Terkait tempat Homestay yang digunakan oleh pelaku, media ini masih belum mendapatkan keterangan dari pemilik Homestay tersebut.
4. Polres Pamekasan masih menetapkan 1 orang tersangka
Polres Pamekasan masih menetapkan 1 tersangka berinisial SI yang baru saja divonis 5 tahun penjara oleh oleh Pengadilan Negeri Pamekasan. Sedangkan 2 perantara dikabarkan masih dalam pemeriksaan lebih lanjut oleh Polisi.
5. Dua orang terduga perantara tak ditangkap
Meski pelaku berinisial SI telah divonis 5 tahun penjara oleh Majelis Hakim Pengadilan Negeri Pamekasan, rupanya 2 orang diduga perantara AR dan IQ belum dijerat Hukum.
6. Keluarga korban meminta Polres Pamekasan tangkap 2 perantara
Keluarga korban melalui kuasa hukumnya, Ainor Ridho mendesak Polres Pamekasan untuk segera menetapkan tersangka terhadap 2 orang yang menjadi perantara yakni AR dan IQ.
Kakak korban, AW berharap Polres Pamekasan segera menangkap 2 terduga perantara yakni AR dan IQ.
“Kami memohon Polres segera menangkap AR dan IQ. Karena keduanya jelas perannya,” pinta saudara korban, AW, kepada Polisi.

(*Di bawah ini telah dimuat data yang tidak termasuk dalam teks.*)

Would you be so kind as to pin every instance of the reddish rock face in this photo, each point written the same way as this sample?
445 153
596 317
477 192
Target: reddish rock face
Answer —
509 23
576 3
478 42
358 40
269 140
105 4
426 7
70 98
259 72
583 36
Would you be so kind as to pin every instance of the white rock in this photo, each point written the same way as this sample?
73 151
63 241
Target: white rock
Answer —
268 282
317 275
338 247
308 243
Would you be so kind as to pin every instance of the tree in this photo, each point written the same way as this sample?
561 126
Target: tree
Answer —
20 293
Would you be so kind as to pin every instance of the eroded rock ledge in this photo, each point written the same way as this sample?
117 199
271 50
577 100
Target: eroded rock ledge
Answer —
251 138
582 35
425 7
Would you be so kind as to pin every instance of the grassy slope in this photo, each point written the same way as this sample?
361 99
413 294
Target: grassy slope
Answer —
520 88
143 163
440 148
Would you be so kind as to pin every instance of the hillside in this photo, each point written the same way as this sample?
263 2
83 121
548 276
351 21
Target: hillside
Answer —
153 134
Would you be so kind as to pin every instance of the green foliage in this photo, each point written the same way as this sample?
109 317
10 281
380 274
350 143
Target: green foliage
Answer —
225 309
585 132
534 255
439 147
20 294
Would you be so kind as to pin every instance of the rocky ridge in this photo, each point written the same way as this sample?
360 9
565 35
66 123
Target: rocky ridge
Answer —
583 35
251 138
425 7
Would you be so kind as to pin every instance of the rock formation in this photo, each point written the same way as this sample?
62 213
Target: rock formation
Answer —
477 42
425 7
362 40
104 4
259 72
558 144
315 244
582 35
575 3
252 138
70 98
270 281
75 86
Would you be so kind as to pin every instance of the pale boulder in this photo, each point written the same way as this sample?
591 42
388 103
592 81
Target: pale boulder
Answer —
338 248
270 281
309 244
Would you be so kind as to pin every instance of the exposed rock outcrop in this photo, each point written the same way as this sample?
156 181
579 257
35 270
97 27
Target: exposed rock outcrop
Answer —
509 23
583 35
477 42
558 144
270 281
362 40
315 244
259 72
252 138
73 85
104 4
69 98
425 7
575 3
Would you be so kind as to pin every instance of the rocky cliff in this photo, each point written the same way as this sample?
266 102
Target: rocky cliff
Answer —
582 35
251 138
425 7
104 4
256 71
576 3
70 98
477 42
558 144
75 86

7. Korban mengalami trauma
Berdasarkan keterangan pihak keluarga, Kakak Korban AW menyebut bahwa adiknya (korban) hingga saat ini masih mengalami trauma berkepanjangan akibat tindakan bejat yang dilakukan pelaku.
8. Polres Pamekasan periksa 2 perantara sebagai Saksi
Kastresrim Polres Pamekasan AKP Doni Setiawan menyebut bahwa 2 orang terduga perantara masih dalam tahap pemeriksaan sebagai saksi.
“2 orang itu (AR dan IQ) dalam pemeriksaan sebagai saksi dalam kasus itu,” ucap AKP Doni Setiawan, singkat kepada media ini.